Sian Evans, partner and sector lead for housing at law firm Weightmans, tells Inside Housing that while the drive to see repairs completed quickly is “both understandable and necessary”, the new regulatory changes “may prove difficult for social housing providers to comply with” given resource and supply chain issues.
One of the main obstacles landlords raise is access – being unable to get into properties to carry out the repair work. This is addressed in the consultation document: landlords must make at least three attempts to contact the resident and arrange a suitable time to access the property, work with them to arrange a suitable time to visit the property, and take into account their needs when offering slots.
If the landlord cannot access the property within the agreed slot, they should leave a note and provide contact details. They will not be expected to make three more attempts, but will be expected to keep evidence that they have made “best efforts to work with the resident to identify a timeslot and the resident has either not responded or has refused access within that slot”.
What happens if social landlords do not comply with the new regulations? Like disrepair claims, tenants have the option to take legal action in county court. However, tenants are concerned about this, particularly around how legal representatives will be paid for. A spokesperson for the Social Housing Action Campaign tells Inside Housing: “People are being advised to sue their landlord for breaching a duty to make repairs, and to seek professional legal advice in order to do so.
“Yet getting legal advice and support necessitates shelling out considerable sums of money on solicitors – money our members don’t have,” they say.
This could leave tenants representing themselves in court, “which puts them at a huge disadvantage against the other side”, or trying to find a lawyer who will work for free, “which is almost impossible”, the spokesperson says. The Conservative government slashed legal aid in 2013, effectively scrapping it for disrepair cases.
“Even if tenants and residents somehow break through this barrier, taking a case to court takes months, or sometimes years,” they say.
Will claims farmers take on these cases? Mr Peaker from Anthony Gold thinks this is unlikely. “You probably won’t see many done on a conditional fee agreement because unless it’s part of a bigger claim, the damages will be minimal,” he says.
In general, Mr Peaker says the proposals are an “excellent idea”, but foresees some potential problems.
“Leaving it to the landlord to decide whether something is an emergency and leaving it to the landlord to decide whether something is a relevant defect” is one such problem, he says.

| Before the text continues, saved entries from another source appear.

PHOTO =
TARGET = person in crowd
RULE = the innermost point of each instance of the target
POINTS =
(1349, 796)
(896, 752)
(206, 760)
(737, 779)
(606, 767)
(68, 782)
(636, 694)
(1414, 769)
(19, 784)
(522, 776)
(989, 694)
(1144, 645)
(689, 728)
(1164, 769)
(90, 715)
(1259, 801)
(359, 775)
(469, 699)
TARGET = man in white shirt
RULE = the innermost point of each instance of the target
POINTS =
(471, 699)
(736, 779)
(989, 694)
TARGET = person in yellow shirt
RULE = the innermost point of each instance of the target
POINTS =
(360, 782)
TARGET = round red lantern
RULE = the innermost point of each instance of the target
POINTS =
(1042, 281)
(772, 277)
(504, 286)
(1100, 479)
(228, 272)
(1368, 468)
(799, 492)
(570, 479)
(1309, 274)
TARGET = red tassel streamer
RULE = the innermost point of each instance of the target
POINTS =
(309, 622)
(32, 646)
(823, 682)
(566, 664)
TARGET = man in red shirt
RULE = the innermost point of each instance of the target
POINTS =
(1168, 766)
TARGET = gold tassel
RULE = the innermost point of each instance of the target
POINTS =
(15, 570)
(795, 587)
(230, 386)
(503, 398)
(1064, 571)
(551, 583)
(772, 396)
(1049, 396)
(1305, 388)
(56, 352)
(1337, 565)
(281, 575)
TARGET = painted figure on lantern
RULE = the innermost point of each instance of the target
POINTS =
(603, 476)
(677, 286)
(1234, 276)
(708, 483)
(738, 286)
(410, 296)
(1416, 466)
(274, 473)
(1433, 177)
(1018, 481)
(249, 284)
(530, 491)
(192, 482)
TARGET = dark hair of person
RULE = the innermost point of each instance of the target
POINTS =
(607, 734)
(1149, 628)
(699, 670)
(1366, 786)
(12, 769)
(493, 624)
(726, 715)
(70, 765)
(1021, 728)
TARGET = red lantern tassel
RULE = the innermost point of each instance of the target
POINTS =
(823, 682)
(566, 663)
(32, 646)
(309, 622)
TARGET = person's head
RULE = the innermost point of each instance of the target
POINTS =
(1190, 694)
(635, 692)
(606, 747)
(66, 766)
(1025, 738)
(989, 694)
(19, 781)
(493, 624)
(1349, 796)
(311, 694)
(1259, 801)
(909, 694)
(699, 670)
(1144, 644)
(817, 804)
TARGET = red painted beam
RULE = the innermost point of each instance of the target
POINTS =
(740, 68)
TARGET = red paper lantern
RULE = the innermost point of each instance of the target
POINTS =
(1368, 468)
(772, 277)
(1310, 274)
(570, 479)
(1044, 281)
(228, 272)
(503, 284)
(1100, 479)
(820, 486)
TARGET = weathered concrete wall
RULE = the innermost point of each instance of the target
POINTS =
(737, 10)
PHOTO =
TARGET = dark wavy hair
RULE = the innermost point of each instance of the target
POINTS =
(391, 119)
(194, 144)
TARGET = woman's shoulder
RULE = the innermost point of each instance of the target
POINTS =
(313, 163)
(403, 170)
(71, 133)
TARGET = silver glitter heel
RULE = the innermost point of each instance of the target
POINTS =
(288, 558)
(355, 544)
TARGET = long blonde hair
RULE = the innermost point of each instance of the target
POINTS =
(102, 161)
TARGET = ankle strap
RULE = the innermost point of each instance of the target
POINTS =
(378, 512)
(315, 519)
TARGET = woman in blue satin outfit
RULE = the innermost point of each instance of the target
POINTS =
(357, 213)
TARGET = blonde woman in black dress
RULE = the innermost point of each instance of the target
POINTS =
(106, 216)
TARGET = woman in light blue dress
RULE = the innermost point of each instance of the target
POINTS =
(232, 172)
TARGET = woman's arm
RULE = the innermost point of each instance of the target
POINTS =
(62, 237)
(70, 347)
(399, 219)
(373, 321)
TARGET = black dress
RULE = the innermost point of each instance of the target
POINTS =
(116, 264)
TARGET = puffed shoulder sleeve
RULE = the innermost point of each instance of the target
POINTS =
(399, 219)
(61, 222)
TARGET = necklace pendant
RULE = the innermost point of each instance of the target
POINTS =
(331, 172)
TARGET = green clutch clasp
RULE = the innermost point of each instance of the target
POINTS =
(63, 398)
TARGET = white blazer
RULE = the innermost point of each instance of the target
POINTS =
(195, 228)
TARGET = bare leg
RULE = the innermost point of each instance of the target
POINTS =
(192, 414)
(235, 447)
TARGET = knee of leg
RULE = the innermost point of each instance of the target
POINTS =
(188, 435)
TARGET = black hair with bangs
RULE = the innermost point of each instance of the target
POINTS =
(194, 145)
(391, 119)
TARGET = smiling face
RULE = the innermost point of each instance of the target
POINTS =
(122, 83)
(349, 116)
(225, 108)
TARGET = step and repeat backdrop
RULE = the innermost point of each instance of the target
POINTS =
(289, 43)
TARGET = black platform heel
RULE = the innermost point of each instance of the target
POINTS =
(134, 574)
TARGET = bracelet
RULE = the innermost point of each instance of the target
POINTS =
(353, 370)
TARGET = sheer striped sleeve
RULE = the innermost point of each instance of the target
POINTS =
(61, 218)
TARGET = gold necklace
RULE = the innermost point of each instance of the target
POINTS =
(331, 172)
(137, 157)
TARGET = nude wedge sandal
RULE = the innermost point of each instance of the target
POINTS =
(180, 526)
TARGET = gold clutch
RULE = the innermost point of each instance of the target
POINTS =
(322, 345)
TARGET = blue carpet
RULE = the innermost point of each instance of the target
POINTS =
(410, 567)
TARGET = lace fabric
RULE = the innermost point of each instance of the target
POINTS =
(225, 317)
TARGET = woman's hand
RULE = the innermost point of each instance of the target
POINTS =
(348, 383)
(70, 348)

The overcrowding HHSRS hazard is another “problematic one”, Mr Peaker says. Labelled ‘crowding and space’, the hazard is defined as “lack of space for living, sleeping and normal household or family life”. Health effects include “psychological distress and mental disorders, increased risk of hygiene issues, accidents, and personal space and privacy compromised”.
Last year, research by the National Housing Federation found that more than 310,000 children in England are forced to share a bed with parents or siblings due to severe overcrowding.
Mr Peaker says: “What do you do? It’s not one that involves works to the building, or not necessarily. It’s just one that doesn’t practically work within the scheme.”
One thing is for sure, to comply with the regulations as they are proposed, social landlords will need excellent communication and record-keeping.
What does this all add up to for Awaab’s Law?
Mr Peaker says: “If it goes through in the same terms, then it’s going to be earth-shattering for them.”
But what do the campaigners who spurred the creation of this law think? Awaab’s father, Faisal Abdullah, said the family supports the proposals and hopes the law “will stop any other family going through the pain that we went through”.
Manchester Evening News described the consultation as a “major step”. Shelter said it “brings us a step closer to enacting Awaab’s Law”. But Polly Neate, its chief executive, added that stronger regulation alone “cannot fix this country’s serious housing problems”.